Asphalt additive could continuously keep roads ice-free
Ice on roads isn't a good thing, but neither are the eco-unfriendly chloride-based salts used to melt it. Scientists have developed a greener and more effective alternative, however, that could be mixed right into the asphalt and remain active for years.
The chloride-based ice-melting salts which are currently spread on roads can harm the environment when they run off the asphalt and into nearby waterways.
They may also degrade the very roads that they're de-icing, plus they cause cars to rust and they have to be applied repeatedly throughout the winter. Even then, once a fresh layer of ice forms on the asphalt, drivers are stuck with it until the salt-spreading trucks arrive again.
Scientists from China's Hebei University of Science and Technology (and other institutions) set out to address those shortcomings, starting out by developing a chloride-free acetate-based salt.

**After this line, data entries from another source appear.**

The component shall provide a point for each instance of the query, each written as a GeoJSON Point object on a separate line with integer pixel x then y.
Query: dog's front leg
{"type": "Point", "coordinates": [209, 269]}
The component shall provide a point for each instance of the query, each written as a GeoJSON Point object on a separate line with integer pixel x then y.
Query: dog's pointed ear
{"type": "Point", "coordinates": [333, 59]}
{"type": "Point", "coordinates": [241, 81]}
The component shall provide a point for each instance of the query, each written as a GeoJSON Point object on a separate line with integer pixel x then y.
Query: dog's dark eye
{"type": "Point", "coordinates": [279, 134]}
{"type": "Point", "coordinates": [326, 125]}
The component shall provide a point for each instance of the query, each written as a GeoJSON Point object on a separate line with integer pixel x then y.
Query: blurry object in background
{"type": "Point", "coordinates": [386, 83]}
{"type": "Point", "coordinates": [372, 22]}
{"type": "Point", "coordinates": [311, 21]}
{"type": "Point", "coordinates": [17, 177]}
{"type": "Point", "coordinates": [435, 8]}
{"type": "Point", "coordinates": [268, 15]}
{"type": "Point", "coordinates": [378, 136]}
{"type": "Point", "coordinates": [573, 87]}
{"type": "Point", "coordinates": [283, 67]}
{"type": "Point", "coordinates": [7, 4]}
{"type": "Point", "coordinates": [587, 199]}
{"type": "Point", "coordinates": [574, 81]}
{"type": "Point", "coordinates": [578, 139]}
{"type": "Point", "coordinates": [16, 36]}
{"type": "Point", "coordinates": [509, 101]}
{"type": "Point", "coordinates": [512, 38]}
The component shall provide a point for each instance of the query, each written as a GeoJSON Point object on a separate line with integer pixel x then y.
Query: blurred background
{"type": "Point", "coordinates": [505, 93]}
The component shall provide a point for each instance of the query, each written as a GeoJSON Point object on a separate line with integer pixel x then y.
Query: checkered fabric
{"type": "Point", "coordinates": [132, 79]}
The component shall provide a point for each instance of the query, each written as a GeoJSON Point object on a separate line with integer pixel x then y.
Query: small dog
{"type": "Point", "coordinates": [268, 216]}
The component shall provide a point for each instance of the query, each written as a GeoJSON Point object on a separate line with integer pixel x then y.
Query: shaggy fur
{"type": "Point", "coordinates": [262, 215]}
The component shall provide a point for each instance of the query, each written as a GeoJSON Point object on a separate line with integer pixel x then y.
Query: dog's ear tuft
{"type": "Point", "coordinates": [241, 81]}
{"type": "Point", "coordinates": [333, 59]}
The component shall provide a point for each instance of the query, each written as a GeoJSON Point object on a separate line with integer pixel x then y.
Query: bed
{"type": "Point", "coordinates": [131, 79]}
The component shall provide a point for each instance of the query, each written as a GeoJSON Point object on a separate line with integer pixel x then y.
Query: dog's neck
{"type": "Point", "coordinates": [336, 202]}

Such salts are considerably less environmentally harmful than chlorides, they're less corrosive to steel and other materials, plus they work at lower temperatures.
The researchers proceeded to mix the salt with a surfactant, silicon dioxide, sodium bicarbonate and blast furnace slag (which has also been used in salt-proof concrete), resulting in a fine powder. Particles of that powder were then coated with a polymer solution, producing microcapsules. Finally, the scientists replaced some of the mineral filler in a conventional asphalt mixture with those capsules.
When the special asphalt was tested on the off-ramp of a highway, it was found not only to continuously melt the snow that fell upon it, but also to lower the freezing point of water from O ºC (32 ºF) down to -21 ºC (-6 ºF). What's more, based on lab tests, the researchers estimate that a 5-cm (2-in)-thick slab of the pavement would continue to release its salt capsules for seven to eight years, keeping the road clear that whole time.
A paper on the study was recently published in the journal ACS Omega.